Adat dan Tradisi

Wagub Cok Ace Ngayah Masolah Topeng Sidakarya, Ingatkan Generasi Muda Lestari Seni dan Budaya Bali

Pemprov Bali (Cahayamasnews). Di tengah canggihnya perkembangan teknologi saat ini membawa dampak besar terhadap perubahan peradaban masyarakat, terutama para generasi muda. Kecanggih dunia maya saat ini membuat generasi muda terkadang lupa akan tradisi, seni, dan budaya yang dimiliki. Mereka merasa pede meniru dan mengadopsi budaya luar yang belum tentu cocok diterapkan di Bali. Terkait hal itu, Wakil Gubernur Bali Tjokorda Oka Artha Ardhana Sukawati tak pernah lelah terus mewanti-wanti mengingatkan generasi muda untuk tetap melestarikan tradisi, adat, seni, dan budaya adiluhung yang diwariskan para leluhur secara turun-temurun. Mengingat Bali tidak memiliki kekayaan alam selain adat dan budaya sebagai modal pariwisata untuk menarik wisatawan datang ke Bali. Demikian ditegaskan Wagub Cok Ace usai Ngayah Masolah Topeng Sidhakarya serangkaian Puncak Karya Pengurip Gumi di Pura Luhur Batukau, Kecamatan Penebel, Kabupaten Tabanan, Kamis (20/2).

Pementasan Topeng Sidhakarya dalam hubungannya dengan pelaksanaan Dewa Yadnya, sebagai simbol sidha-nya karya (puput lan mapikolih) sebuah yadnya yang dilakukan di Bali, maka tak lengkap jika belum ditampilkan pementasan tari sakral “Topeng Sidhakarya”. Pementasan Topeng Sidhakarya biasanya dilakukan tiga hari setelah upacara puncak, yakni pada Upacara Nyenuk. Pada upacara ini Topeng Sidhakarya dipentaskan untuk menerima tamu para Dewata yang membawa perlengkapan upacara, untuk suksesnya pelaksanaan yadnya.

Pada kesempatan itu Wakil Gubernur Bali Tjokorda Oka Artha Ardhana Sukawati menyempatkan untuk ‘Ngayah Masolah Topeng Sidhakarya’ terlebih momen Karya Pengurip Gumi di Pura Luhur Batukau (Batukaru), Kecamatan Penebel, Kabupaten Tabanan, sangat jarang dilakukan, untuk itu Wakil Gubernur Bali tidak menyia-nyiakan moment tersebut untuk ngayah masolah. Pementasan Topeng Sidhakarya, sebagai tari sakral (Wali dan Bebali), juga dimaksudkan sebagai suatu simbolis pengusir bhuta-kala, agar tidak mengganggu pelaksanaan yadnya atau nyomya bhuta-kala, agar dapat membantu pelaksanaan yadnya (dari bhuta kasupat menjadi dewa).

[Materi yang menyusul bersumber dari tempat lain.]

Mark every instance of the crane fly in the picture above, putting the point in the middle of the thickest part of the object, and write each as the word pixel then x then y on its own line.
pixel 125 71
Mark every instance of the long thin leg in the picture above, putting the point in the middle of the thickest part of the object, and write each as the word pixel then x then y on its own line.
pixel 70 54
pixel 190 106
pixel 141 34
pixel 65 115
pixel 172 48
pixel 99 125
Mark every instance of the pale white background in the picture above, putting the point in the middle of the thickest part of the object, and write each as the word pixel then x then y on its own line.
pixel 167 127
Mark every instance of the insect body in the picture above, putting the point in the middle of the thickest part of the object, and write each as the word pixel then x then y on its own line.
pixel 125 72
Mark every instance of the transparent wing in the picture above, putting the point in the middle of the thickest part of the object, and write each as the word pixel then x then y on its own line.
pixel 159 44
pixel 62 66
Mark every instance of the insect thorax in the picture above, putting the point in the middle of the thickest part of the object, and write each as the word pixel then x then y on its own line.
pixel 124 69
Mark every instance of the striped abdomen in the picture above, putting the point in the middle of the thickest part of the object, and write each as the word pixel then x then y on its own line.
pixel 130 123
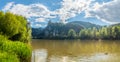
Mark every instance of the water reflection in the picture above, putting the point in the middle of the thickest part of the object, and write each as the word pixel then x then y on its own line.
pixel 76 51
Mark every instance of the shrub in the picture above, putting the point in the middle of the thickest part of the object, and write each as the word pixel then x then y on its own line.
pixel 22 50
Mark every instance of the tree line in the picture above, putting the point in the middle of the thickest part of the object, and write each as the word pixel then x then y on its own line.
pixel 73 31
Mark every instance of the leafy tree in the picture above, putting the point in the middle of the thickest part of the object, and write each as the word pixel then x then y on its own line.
pixel 71 33
pixel 15 27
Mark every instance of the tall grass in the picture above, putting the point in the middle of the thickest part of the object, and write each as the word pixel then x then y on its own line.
pixel 17 49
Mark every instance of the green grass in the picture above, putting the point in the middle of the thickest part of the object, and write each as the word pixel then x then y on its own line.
pixel 17 49
pixel 7 57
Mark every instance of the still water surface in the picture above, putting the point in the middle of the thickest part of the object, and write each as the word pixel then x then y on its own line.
pixel 75 51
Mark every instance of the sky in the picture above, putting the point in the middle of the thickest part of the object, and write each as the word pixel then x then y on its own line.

“Saya mengingatkan kepada generasi muda untuk tidak terlena dalam kecanggihan teknologi, namun hendaknya tidak sampai melupakan tradisi, adat, seni, dan budaya yang diwariskan secara turun-temurun oleh para leluhur kita terdahulu, guna tetap menjaga keseimbangan alam secara sekala dan niskala,” ujar Wagub Cok Ace bertutur. Lebih jauh dijelaskan, menurut ajaran sastra agama, umat Hindu khususnya wajib melaksanakan Panca Yadnya, yakni : Dewa Yadnya, Bhuta Yadnya, Rsi Yadnya, Pitra Yadnya, dan Manusa Yadnya.

Melaksanakan Panca Yadnya itu dilatarbelakangi oleh unsur keyakinan adanya tiga hutang yang disebut Tri Rna yaitu: Dewa Rna, Resi Rna, dan Pitra Rna. Karya Pengurip Gumi ini yang melibatkan seluruh masyarakat dan pangempon Pura sudah dipersiapkan hampir empat bulan sebelumnya. Puncak karya yang bertepatan pada Umanis Galungan Wuku Dungulan ini dipuput oleh 14 sulinggih yang berasal dari Karangasem, Gianyar, dan Tabanan yang merupakan Sarwa Sedaka*** Cahayamasnews.com-Hms/Tim.